Valore medio complessivo, perché poi ci sono singoli Stati che hanno fatto ben peggio. L’Italia, per dire, ha tagliato il traguardo il 6 maggio: prima di Svizzera (7 maggio), Gran Bretagna (20 maggio), Cina e Spagna (23 maggio), Grecia (25 maggio), Turchia (18 giugno), Argentina (3 luglio) e Vietnam (20 luglio). Si prevede che il Brasile terminerà le proprie risorse il primo agosto, la Colombia il 6 settembre, l’Albania il 13 settembre, l’Indonesia il 18 novembre.

La foresta amazzonica

Batte tutti l’Uruguay, che arriverà al traguardo il 17 dicembre. Di contro, il peggiore risulta il Qatar che ha consumato ogni risorsa già il 6 febbraio ed è seguito da Lussemburgo (17 febbraio), Singapore (26 febbraio), Mongolia (2 marzo), Kuwait (7 marzo), Bahrain (9 marzo), Usa (13 marzo) e così via, arrivando a Germania e Olanda (3 e 5 maggio) passando per Emirati Arabi Uniti, Danimarca, Australia, Canada, Belgio, Austria, Russia, Arabia Saudita. Corea del Sud, Repubblica Ceca, Svezia, Francia, Israele e Nuova Zelanda.

In sostanza chi vive in territori più ricchi ha uno stile di vita troppo elevato e superiore al consentito. Gli standard degli Usa renderebbero necessarie 5,1 Terre, quelli dell’Italia 2,7.

Decine di anni

Nel 2022 sarebbero serviti almeno 19 anni senza consumi perché il pianeta si rigenerasse, nel 2023 almeno 20. Oggi siamo saliti a 22 anni. Orizzonte del tutto ipotetico in realtà, perché la capacità rigenerativa della Terra è azzoppata: sono stati persi migliaia di chilometri quadrati di foreste, si sono estinte diverse specie animali ed si sono sciolti innumerevoli ghiacciai.

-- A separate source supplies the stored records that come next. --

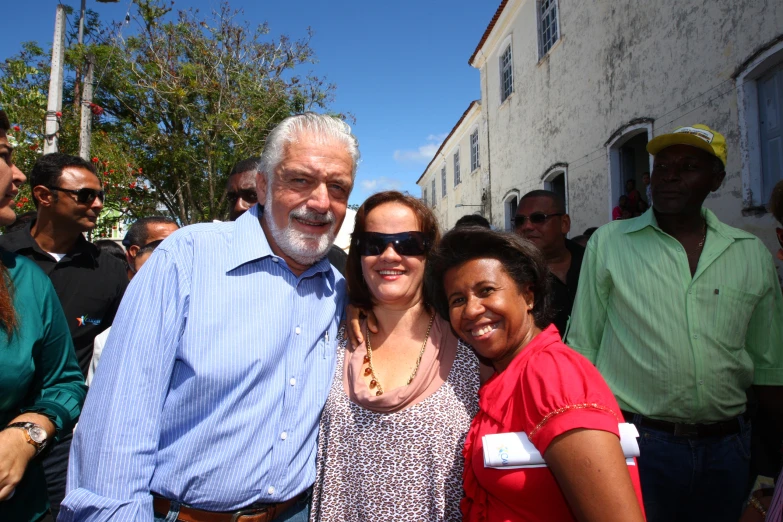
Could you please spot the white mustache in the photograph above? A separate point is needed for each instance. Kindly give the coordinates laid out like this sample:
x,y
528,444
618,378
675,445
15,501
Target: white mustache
x,y
312,215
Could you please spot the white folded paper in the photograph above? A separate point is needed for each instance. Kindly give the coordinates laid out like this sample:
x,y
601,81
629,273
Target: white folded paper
x,y
514,450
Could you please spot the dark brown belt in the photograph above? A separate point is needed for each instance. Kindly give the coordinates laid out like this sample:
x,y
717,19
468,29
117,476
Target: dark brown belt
x,y
693,431
262,513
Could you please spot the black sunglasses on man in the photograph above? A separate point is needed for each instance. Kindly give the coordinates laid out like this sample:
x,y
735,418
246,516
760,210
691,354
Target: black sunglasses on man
x,y
84,196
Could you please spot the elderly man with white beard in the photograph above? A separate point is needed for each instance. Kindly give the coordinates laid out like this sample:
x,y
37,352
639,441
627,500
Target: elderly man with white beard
x,y
222,353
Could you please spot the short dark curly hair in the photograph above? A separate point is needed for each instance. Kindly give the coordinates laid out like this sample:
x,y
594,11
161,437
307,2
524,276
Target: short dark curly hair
x,y
522,261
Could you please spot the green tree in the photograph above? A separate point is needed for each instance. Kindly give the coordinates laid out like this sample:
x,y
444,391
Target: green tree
x,y
176,104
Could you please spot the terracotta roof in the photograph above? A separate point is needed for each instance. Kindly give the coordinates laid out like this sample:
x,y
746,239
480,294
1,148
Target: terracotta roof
x,y
443,144
489,30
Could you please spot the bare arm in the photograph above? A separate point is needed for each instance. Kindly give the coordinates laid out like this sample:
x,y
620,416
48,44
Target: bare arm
x,y
590,468
16,453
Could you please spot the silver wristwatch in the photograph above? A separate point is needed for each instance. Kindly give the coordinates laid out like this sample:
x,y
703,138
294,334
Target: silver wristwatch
x,y
35,434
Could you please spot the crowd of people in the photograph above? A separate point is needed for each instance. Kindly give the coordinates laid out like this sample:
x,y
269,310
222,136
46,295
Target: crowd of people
x,y
251,371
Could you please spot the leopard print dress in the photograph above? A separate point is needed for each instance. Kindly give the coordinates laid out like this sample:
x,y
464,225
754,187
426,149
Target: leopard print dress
x,y
395,467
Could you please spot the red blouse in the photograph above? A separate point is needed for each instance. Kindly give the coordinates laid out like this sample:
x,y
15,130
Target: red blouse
x,y
546,391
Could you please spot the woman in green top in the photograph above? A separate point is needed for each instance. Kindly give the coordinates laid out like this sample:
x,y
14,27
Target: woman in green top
x,y
41,387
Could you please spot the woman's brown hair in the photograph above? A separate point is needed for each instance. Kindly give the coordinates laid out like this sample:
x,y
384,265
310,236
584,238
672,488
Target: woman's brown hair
x,y
358,293
7,312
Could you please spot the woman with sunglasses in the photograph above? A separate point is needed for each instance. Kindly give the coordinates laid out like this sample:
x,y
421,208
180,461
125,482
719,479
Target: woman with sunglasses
x,y
392,430
41,387
494,288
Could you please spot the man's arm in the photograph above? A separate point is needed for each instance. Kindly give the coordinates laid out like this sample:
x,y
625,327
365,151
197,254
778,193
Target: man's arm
x,y
115,446
588,317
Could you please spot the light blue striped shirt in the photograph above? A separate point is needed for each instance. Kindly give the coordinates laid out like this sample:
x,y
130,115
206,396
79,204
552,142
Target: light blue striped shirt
x,y
212,382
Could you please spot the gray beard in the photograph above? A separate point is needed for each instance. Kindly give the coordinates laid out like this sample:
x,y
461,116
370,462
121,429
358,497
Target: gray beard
x,y
305,249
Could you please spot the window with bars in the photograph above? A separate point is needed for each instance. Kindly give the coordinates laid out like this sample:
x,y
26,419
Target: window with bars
x,y
548,26
456,169
474,156
443,182
506,74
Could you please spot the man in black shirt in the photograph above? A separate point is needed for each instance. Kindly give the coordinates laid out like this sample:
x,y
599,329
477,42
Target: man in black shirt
x,y
541,218
69,196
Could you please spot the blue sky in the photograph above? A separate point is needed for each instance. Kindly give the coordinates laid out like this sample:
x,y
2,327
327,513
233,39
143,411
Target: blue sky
x,y
400,67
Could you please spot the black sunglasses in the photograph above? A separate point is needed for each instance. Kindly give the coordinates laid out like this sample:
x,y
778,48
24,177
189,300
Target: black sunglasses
x,y
536,218
85,196
248,195
404,243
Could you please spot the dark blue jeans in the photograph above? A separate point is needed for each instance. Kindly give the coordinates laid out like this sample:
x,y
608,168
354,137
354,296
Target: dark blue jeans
x,y
685,479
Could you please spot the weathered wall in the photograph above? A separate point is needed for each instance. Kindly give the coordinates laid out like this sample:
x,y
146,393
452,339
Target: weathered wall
x,y
670,60
469,191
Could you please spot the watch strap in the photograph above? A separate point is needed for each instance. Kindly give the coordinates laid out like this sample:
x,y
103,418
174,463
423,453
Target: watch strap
x,y
26,427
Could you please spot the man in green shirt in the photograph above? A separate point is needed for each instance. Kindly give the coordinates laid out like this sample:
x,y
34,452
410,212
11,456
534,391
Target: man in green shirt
x,y
682,314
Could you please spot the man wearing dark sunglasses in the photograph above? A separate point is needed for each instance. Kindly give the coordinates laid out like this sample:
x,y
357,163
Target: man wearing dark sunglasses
x,y
241,190
541,219
69,197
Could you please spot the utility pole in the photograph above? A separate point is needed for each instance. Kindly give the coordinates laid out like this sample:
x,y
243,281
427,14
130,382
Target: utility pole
x,y
55,103
85,131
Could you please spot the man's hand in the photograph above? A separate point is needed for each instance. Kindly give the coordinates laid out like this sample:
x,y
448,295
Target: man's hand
x,y
15,454
354,316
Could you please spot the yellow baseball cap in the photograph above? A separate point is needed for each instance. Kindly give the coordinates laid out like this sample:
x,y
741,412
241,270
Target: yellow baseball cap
x,y
699,136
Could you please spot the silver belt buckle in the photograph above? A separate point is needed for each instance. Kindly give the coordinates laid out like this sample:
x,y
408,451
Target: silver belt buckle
x,y
248,512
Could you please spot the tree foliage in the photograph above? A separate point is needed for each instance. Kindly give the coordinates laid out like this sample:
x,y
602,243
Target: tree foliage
x,y
176,104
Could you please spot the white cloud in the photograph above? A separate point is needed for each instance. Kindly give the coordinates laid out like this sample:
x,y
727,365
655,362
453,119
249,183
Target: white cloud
x,y
379,184
422,154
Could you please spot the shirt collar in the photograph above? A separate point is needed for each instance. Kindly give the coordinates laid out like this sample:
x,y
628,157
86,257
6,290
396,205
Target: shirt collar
x,y
648,220
250,243
495,394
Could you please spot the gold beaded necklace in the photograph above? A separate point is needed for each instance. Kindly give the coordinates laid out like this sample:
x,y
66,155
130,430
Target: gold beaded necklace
x,y
368,360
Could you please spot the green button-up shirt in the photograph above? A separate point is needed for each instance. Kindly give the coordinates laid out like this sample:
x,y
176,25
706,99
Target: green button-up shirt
x,y
672,346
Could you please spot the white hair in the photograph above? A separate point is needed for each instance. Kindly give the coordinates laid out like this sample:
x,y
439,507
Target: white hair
x,y
319,127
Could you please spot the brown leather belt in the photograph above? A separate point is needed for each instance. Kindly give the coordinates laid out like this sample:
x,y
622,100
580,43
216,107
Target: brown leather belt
x,y
261,513
693,431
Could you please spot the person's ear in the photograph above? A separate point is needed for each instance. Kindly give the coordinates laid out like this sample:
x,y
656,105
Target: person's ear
x,y
261,186
565,224
43,196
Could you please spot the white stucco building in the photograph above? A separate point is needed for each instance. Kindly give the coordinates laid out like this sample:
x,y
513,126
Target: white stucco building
x,y
455,182
572,91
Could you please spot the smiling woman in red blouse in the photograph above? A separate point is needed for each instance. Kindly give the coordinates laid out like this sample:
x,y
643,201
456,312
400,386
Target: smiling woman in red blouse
x,y
494,290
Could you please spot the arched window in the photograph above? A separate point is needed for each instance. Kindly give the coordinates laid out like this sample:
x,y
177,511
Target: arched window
x,y
628,159
760,102
510,204
556,179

Gli effetti della deforestazione

Così a questi ritmi nel 2050 serviranno due pianeti per soddisfare la voracità umana. Per ristabilire l’equilibrio sarebbe necessario cambiare del tutto paradigma e sterzare con decisione verso la transizione energetica, un’alimentazione più sostenibile e politiche che puntino davvero a livello globale verso la tutela ambientale.

Spostando in avanti l’Overshooting day di cinque giorni all’anno, in quel fatidico 2050 tornerebbe l’equilibrio. Impresa francamente difficile visti i comportamenti attuali di gran parte degli Stati mondiali.